China would use the pipelines to import crude oil and petroleum products from Persian Gulf producers. Prior to the 2011 imposition of U.S. and international sanctions on Iran, China was one of the largest importers of Iranian oil and is keen to reinvigorate energy trade with Tehran, in anticipation of the lifting of the sanctions as a result of a proposed deal on Iran’s nuclear program.

China has offered to finance the construction of Pakistan’s stretch of a pipeline to carry Iranian natural gas imports that would fuel the generation of 3,500 megawatts of electricity.

“It is difficult to overestimate what these planned Chinese investments and assistance mean to Pakistan. These are projects of truly strategic nature that serve both the interests of China and Pakistan,” said Arif Rafiq, president of Vizier Consulting, which offers advice on political and strategic risk in South Asia and the Middle East.

The planned Chinese investments dwarf American efforts, which included about $2 billion to help finance the installation of 1,500 megawatts of electricity generation capacity. China plans to invest $15.5 billion to supply 10,400 megawatts from mostly coal-fueled power generation projects by 2018, and a further $18.3 billion to add 6,600 megawatts capacity more after that.

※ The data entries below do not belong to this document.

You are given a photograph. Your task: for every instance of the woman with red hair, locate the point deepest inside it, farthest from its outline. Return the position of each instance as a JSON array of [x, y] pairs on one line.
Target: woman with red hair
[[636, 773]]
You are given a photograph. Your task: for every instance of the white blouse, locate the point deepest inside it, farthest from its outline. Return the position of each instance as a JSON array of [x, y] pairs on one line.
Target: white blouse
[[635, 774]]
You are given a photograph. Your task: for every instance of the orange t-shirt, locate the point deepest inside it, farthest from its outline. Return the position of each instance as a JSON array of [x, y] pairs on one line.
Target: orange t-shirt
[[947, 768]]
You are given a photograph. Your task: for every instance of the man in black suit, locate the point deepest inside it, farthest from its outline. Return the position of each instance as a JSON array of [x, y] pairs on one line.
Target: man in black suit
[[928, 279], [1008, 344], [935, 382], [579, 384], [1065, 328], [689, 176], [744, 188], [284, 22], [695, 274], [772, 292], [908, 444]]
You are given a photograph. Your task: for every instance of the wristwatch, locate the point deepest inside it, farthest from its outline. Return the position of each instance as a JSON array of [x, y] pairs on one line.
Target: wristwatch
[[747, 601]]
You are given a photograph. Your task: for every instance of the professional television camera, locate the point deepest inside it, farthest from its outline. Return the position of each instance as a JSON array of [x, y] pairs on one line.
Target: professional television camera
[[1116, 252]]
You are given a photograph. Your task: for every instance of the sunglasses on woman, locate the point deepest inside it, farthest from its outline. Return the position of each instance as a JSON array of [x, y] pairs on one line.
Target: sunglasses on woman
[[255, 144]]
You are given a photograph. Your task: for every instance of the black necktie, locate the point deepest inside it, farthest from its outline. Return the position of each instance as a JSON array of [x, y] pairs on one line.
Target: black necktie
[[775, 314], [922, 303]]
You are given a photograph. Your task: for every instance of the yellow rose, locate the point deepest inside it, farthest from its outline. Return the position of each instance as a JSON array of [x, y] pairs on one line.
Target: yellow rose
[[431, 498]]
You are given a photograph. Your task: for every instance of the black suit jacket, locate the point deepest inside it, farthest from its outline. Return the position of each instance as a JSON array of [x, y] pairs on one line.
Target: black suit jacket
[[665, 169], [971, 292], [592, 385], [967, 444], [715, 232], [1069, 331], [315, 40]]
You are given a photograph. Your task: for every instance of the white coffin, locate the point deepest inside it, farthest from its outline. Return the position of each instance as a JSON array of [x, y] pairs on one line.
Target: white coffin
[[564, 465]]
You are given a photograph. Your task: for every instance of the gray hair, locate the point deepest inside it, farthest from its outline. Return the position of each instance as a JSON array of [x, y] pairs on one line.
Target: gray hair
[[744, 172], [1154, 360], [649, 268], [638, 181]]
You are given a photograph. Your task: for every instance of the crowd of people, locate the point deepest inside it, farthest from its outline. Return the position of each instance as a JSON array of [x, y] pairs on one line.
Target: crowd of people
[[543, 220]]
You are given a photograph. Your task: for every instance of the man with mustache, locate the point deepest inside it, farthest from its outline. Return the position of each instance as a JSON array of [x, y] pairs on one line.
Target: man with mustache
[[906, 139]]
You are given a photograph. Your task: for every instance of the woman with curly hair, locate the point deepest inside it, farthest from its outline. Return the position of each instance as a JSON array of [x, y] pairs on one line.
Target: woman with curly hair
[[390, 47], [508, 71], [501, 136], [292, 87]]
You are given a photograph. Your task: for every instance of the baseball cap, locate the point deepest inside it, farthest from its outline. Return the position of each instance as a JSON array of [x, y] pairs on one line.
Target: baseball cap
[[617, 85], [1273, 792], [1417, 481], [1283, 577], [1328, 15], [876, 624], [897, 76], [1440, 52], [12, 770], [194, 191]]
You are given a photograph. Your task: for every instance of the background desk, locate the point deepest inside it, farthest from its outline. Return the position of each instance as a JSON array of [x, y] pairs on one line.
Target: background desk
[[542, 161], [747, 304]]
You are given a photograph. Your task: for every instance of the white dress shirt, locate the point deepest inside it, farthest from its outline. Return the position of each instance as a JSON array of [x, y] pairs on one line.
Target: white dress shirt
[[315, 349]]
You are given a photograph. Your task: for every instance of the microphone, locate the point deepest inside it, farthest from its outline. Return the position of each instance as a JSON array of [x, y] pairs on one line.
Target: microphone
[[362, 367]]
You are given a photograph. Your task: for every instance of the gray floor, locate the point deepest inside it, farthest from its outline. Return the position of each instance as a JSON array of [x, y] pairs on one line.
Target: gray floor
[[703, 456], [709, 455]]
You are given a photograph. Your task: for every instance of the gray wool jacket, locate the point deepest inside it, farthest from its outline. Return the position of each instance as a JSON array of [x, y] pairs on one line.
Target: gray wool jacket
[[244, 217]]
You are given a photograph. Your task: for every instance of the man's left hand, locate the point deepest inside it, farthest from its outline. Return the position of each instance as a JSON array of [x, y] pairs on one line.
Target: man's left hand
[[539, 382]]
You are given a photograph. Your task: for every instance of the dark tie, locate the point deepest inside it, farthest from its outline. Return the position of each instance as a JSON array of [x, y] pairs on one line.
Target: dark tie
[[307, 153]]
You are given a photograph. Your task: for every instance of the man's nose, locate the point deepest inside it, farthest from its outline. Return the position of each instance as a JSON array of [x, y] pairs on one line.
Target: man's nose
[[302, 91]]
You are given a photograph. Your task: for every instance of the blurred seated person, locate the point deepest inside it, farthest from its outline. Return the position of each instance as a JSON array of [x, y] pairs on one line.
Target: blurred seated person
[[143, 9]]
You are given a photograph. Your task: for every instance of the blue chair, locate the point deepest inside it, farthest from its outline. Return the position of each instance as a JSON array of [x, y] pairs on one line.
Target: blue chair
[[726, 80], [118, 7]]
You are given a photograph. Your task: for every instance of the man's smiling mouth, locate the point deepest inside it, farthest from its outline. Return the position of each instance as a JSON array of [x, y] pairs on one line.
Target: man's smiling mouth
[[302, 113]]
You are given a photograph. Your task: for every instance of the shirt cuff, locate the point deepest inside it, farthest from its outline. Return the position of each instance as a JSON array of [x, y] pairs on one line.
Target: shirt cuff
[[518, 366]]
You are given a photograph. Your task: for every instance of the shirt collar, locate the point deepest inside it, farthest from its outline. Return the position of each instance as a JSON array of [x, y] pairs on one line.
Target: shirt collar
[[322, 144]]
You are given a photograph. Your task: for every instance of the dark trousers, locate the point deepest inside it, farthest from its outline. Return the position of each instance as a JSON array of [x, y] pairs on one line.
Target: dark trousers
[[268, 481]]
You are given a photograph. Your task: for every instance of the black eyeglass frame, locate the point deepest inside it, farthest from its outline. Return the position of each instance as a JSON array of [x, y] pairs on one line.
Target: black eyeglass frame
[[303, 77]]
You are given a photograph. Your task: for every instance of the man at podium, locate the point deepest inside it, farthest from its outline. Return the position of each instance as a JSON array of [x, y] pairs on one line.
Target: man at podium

“China is a filling a void left by a departing U.S., which never quite had the interest, aptitude, or political support at home to pursue projects of strategic significance in Pakistan,” said Rafiq, who’s also an adjunct scholar at the Middle East Institute, a Washington think tank.

Xi will also finalize the sale of eight conventionally powered Chinese submarines to Pakistan, at a cost of between $5 and $6 billion, and may sweeten the deal by offering to build a submarine refueling and maintenance station at Gwadar that would also be available to the Chinese submarines.

China has yet to approve Pakistan’s request last year to acquire four nuclear-powered submarines capable of launching ballistic missiles carrying nuclear and conventional warheads.

The Chinese investment in Pakistan is viewed with concern by neighboring India, which has fought wars with both countries.

“The submarine and Gwadar port deals are intended to contain India and help China project powers in the Indian Ocean, which is increasing critical for Chinese maritime ambitions. The close defense relationship with Pakistan not only constrains India’s options, but also allows China to achieve its strategic aim in the region,” said Harsh V. Pant, a professor of international relations at King’s College London, a British university.

India has begun trials of a domestically-developed, nuclear weapons-capable submarine, which would complete its triumvirate of air, land and sea-based strategic forces targeting China and Pakistan.

China is playing its cards cautiously, ahead of a May visit by Indian Prime Minister Nirender Modi because “many in Beijing believe the Modi administration is their best bet to achieve a lasting solution to their vexed border disputes,” Pant said.

“Balancing its all-weather partnership with Pakistan with a stable major-power relationship with India will be a priority for Beijing,” he said.